Imagine a central alarm control system, with tiny wireless alarm sensors sprinkled throughout a home or building reporting open doors and windows, glass vibration, smoke, CO2 , etc. Or an HVAC monitoring system, with the sensors sending temperature, humidity, airflow information, with a central processing unit utilizing the information to optimize energy usage.
And these are just mainstream applications- how about spooky spy applications like buried perimeter sensors monitoring vibrations caused by trespassers? Or sensors embedded in roadways detecting traffic, noise, or embedded in bridges reporting structural stress?
A large class of the sensors in these systems are “quiet” much of the time, measuring slow processes on a very low duty cycle or exceptional (interrupt-driven) basis.
These sensors can operate on extremely low power, utilizing the very low power sleep states available in recently available microcontrollers, awakening and consuming short bursts of power only when a measurement is made and processed, or when the radio is sending data.
The microcontrollers can wake in under 20µs, turn on embedded analog and the ADC, make a measurement, provide some processing, and return to sleep mode in a matter of a few hundred microseconds.
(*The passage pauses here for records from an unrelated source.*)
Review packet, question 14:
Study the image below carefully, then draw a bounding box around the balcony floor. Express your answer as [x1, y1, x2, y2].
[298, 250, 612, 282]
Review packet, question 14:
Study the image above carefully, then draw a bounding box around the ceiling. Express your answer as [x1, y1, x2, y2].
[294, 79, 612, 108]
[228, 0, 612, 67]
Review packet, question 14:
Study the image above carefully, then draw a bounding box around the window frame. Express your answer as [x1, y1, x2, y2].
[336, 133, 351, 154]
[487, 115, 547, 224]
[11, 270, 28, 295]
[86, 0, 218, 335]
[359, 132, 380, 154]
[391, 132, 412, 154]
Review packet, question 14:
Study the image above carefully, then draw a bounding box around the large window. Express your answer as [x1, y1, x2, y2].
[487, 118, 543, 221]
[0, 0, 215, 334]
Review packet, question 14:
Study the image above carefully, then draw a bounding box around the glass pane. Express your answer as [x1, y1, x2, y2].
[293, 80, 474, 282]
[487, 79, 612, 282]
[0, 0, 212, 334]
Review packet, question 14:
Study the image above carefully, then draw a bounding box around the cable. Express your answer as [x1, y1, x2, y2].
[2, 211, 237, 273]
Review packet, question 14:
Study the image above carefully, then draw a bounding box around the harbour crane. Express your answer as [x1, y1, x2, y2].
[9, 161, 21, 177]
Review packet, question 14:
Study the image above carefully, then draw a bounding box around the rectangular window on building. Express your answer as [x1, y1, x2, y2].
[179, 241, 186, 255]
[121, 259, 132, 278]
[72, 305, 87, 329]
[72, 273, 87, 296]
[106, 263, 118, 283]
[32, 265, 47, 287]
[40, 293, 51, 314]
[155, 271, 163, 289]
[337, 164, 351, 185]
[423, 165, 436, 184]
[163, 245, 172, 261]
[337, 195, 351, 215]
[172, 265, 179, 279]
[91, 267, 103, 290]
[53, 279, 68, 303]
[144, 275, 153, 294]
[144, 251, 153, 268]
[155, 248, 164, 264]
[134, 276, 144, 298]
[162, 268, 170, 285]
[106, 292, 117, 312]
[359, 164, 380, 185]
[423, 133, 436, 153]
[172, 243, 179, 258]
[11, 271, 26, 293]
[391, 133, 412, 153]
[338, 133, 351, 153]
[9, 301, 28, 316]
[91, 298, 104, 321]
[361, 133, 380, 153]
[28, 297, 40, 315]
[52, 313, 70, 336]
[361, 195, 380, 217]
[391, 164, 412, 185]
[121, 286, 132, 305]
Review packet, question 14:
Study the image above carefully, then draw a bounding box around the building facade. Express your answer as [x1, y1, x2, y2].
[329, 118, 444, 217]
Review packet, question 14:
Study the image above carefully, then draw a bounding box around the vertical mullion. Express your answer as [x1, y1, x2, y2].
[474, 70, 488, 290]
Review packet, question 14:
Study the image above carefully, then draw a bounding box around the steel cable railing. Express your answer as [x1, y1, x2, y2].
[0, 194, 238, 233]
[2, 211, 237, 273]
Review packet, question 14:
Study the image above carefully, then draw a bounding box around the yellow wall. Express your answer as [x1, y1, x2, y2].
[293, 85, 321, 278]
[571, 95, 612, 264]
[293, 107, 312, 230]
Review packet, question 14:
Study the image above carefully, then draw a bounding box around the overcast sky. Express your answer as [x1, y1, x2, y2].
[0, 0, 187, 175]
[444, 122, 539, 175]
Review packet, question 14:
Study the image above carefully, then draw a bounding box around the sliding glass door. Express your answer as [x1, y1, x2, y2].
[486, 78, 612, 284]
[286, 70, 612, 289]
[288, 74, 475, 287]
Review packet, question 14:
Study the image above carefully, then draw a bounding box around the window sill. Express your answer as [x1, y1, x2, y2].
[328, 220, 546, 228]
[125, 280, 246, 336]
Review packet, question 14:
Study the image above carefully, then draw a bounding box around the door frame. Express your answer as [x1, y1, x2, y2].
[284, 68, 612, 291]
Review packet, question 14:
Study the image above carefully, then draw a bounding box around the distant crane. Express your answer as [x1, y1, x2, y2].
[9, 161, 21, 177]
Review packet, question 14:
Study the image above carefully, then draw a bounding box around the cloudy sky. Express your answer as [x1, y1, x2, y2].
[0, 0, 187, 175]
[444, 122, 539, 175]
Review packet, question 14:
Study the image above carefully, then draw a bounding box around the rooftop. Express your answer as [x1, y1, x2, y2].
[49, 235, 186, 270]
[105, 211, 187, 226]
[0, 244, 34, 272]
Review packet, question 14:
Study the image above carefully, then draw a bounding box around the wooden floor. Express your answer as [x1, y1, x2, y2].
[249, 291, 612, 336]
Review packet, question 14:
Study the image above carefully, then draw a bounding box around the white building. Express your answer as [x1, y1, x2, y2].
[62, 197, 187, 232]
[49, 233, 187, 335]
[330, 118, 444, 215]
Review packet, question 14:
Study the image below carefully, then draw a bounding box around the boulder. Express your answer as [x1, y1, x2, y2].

The averaged power consumption of such units can be less than 1uA (Figure 1).
Figure 1: Sensor load profile for an example sensor making a measurement every 2 seconds, and transmitting the data via Zigbee radio every 10 minutes, on average. The radio may make multiple retransmissions if needed with a minor effect on total average current consumption.
These systems have in common the need for unobtrusive, generally hidden, often inaccessible sensors. And, the sensors are usually tucked away in places where there’s no power- so how to power them? Lately, it’s been fashionable to consider harvested energy.
Tiny solar cells (the size of those in calculators), piezoelectric vibration elements, or thermoelectric generators (TEGs) can sometimes generate enough power, but harnessing this power naturally restricts the choice of location of the sensors. Piezo sources require sustained vibrations from machinery, or (with a little creativity) airflow; TEGs work well with cold or hot pipes, or when attached to some heat generating machinery, for the needed temperature differential.
Solar cells can readily harvest indoor ambient light (the cheap calculator panel I measured generates 2V at 2µA), but what if someone switches off the light? If relying on sunlight, overnight energy storage is required- typically a supercap or small rechargeable cell; but the leakage of these capacitors and batteries may far exceed the current drain of the micropower systems it is supposed to be powering, forcing a larger solar panel and demanding a large value supercap (sustaining a 16 hours overnight charge with 10uA leakage requires a cap in the 100mF range!).
As well, both rechargeable batteries and supercaps contain electrolyte which typically has a shorter service life than a primary battery, defeating harvested power’s promise of unlimited lifetime power.